You’d think someone as starved as me would be craving love.
And I do, one some level.
But as I reconnect with my body and my feelings more and more, I am realising that love feels like a dirty word.
Even worse, self-love. I think of it, and I cringe.
It fills me with a terror that is only comparable to your car falling over the cliff, full speed, with only slow, torturous death beneath you.
So you could say my nervous system likes to exaggerate.
For people who have experienced love to be dangerous, is there ever a way out of this cycle of self-pity and dread?
Could I unconditionally, effortlessly, love myself?

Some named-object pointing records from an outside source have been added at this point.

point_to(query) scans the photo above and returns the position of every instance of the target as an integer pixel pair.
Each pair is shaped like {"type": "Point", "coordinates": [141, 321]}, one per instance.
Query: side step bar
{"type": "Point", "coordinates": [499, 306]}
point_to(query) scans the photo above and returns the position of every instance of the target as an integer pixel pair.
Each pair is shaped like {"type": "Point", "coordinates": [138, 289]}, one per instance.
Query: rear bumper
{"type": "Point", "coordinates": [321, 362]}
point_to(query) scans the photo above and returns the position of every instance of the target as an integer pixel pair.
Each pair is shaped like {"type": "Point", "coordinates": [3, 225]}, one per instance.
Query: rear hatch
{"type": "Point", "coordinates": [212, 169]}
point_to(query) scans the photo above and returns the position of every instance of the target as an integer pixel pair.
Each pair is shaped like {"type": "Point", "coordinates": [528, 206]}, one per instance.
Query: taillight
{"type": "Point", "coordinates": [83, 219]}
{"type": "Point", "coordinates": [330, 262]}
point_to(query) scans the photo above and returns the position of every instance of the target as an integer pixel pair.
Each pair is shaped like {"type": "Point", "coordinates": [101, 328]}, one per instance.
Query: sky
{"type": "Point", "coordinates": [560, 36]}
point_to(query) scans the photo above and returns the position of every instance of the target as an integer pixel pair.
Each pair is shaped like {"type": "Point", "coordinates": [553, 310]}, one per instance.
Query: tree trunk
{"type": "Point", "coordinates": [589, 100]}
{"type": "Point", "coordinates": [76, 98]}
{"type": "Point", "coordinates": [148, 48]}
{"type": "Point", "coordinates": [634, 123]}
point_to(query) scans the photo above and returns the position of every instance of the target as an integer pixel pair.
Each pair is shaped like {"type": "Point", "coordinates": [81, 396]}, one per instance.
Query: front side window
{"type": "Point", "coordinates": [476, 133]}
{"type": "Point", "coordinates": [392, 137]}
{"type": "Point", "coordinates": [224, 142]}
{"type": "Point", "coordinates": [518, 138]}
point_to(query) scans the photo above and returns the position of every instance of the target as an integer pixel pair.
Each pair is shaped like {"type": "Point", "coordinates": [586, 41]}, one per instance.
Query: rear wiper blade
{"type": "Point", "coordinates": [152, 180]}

I dare think so.
Maybe I haven’t been given the causes and conditions to love myself until the end of my life.
But I sure as hell have been given enough to love myself today.
Buddhists believe in karma, the law of cause and effect which describes the endless transformation of all impermanent phenomena.
The bucket that people with happy childhoods and loving parents draw from hasn’t been given to me. But something has. The very fact that I am still here, sharing, feeling, loving (which was not a given), this has a cause too. These have effects too.
And while self-love is almost too unbearably too big for me, I can break it down.
Maybe being loveable, worthy of love, of holding and giving, forever – is too much. Maybe I could just try it until the end of this article, or this hour.
Maybe it can be a dream for now, until I forget that I am dreaming.
When I was little, focusing on surviving rather than thriving, I played pretend.
I pretended I didn’t have needs, I didn’t jump at the slightest noise, I was cool and likeable and funny and nothing more than a facade. Which I then tried to fill with drugs and sex and jobs growing up.
But if I was able to act that role until I fully merged with it, why not take up a new part? If the Buddhists are right, and there is no inherently existing self, picking up a new script should not be too difficult.
I just need to remember my new lines, and see how it goes.